Our Patrons
Professor James Belich
Beit Professor of Commonwealth History
Fellow of Balliol College and Director of the Global History Centre Oxford University
An acknowledged specialist on the history of New Zealand in a global context his books include a two-volume history of New Zealand, Making Peoples (1996) and Paradise Reforged (2001), as well as The New Zealand Wars (1986), which became a television documentary series.
More recently his work at Oxford has turned to the comparative history of settler societies and their relations with indigenous peoples, an interest which produced Replenishing the Earth: The Settler Revolution and the Rise of the Anglo-world.
His current research interests are becoming increasingly diverse. They continue to include settler societies, imperialism and racial ideas, but now extend to global history and the origins of European expansionism in the late medieval and early modern eras.
James gave the George Macaulay Trevelyan (2014) at Cambridge on The Black Death and the spread of Europe; Plagues, Trades and West Eurasion expansion, 1346 - 1800.
Hugh Pym
British Journalist and Author
Health Editor for BBC News
Educated at Oxford University. Hugh is the Health Editor for BBC News. A financial and political journalist Hugh started out at Viking Radio, Hull and went on to be one of the leading commentators on the banking crisis and the British economic recession. Hugh has published four books; What Happened? And Other Questions About the Credit Crunch (co-authored with Nick Kochan), Gordon Brown’s First Year in Office as Chancellor of the Exchequer (also co-written with Nick Kochan). In the 2001 General Election Pym stood as Liberal Democrat parliamentary candidate in the North Wiltshire constituency. His latest book is Inside the Banking Crisis (published by Bloomsbury 2014).

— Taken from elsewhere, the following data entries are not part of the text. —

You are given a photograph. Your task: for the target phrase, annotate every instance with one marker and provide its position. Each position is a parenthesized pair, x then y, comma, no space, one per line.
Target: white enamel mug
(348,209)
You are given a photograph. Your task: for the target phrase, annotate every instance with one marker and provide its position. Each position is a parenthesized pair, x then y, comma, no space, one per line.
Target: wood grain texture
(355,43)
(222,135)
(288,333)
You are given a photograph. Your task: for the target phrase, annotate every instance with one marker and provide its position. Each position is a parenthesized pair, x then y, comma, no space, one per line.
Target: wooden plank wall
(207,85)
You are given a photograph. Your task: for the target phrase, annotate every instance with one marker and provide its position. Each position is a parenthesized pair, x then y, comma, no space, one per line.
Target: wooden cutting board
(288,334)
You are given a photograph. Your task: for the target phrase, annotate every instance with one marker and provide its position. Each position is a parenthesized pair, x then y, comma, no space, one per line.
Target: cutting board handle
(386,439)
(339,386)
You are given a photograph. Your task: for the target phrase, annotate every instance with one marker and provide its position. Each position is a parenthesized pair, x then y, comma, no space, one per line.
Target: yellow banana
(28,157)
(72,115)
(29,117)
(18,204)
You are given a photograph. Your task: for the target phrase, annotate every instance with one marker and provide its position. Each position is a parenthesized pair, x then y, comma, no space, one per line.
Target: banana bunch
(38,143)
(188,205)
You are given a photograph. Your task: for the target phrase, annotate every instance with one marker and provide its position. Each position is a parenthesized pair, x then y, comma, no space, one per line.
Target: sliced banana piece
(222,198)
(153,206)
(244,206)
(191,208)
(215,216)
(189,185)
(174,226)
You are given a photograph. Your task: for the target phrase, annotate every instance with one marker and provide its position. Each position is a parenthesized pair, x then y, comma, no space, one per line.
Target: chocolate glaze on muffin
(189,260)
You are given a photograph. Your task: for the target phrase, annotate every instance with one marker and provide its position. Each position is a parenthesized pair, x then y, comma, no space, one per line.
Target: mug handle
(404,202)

Hugh has worked with us on Memory Bank: Hull. And launched the inaugural performance of The Vote - both highly valued by health care professionals for dementia and well being purposes.
Bill Emmott
Award winning journalist and editor
The Economist, Times, Prospect, Financial Times, La Stampa, Nikkei Business.
Bill is an award winning journalist, editor-in-chief of The Economist magazine from 1993 to 2006 and the author of 13 books, mainly on Japan, Asia and Italy. “The Sun Also Sets: the limits to Japan’s economic power”, sold over 300,000 copies. Bill was narrator and co-author with the director Annalisa Piras, of a documentary film about Italy’s 20-year decline, Girlfriend in a Coma, in 2013 and then executive producer of a documentary directed and written by Annalisa, “The Great European Disaster Movie”, in 2015. He is a founder of the Wake Up Foundation dedicated to debating the future of Europe and has recently published the Fate of the West (2017).
Bill writes for The Times, Prospect and the Financial Times in Britain, La Stampa in Italy, Nikkei Business in Japan and is a member of the advisory board of the Reuters Institute for the Study of Journalism in Oxford. He has honorary degrees from Warwick and City universities in Britain and Northwestern University in America, and is an honorary fellow of Magdalen College, Oxford.
Derek O’Connor
Highly experienced brand specialist, graphic artist and musician
OrchardPark, Interbrand
Derek O’Connor is a world class graphic designer based in New York. Born and raised in Hull, England, Derek has vast experience in several fields; the most valuable to us at The History Troupe is showing how to make it to the very top.
Dr Nahro Zagros
Vice President for Soran University, Kurdistan
Vice President for Soran University, Kurdistan. Nahro is an accomplished violinist and musicologist with a keen interest in the music of the Middle East and fusion with Western traditions.
Angelica Gray
Author and Artist
Gardens of Marrakesh
A graduate of St Andrews and Bristol Universities, Angelica has a strong background in the arts and has written Gardens of Marrakesh.